Wednesday, November 28, 2007

Breakdown

No NOT me....

Today out of a suddenly at work, i heard sobbing sounds behind me, I turn back to see my cubicle neighbour balling out. I didn't dare go to him and ask.. whats wrong. He sob sob sob.. then he stopped. I then msg him and asked are you ok?

he said he is emo. Just yesterday he told me that he has been diagnosed with chronic depression. When I asked the dr diagnosed you? he said no i told the DR that. On Monday he was on Medical.

I have known him for 3 years, starting off in the same team, he joined like 2 months before me. In year 2006, we had a restructure. Our team was disolved and myself and him was pulled together with my super to our current team. Well, what i believe is that our super pulled u to be with her.

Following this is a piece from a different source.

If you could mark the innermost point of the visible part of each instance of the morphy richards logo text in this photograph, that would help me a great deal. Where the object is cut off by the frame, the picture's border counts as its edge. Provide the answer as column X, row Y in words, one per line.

For the past 2 years, life hsn't been easy. Let me tell you why. Coz this is not what both our skills are. Eventho he did have abit of skills in this area, his passion is not this. he likes development work. so being in infra side is just not his forte. He like myself have been asking for a movement for 1 year now and the answer given to the both of us are the same. Which is big flat no.

Today he just couldn't contain it any longer and broke down. Also least to say that my super has been hounding him down... kind of pitiful. But I guess his only way out is to leave if he can't stand it anymore coz staying on isn't gonna change anything.

I hope i don't get to that stage too. I feel what he feels coz you're never good enough.. for that someone... who has authority over you. Its sad sad sad.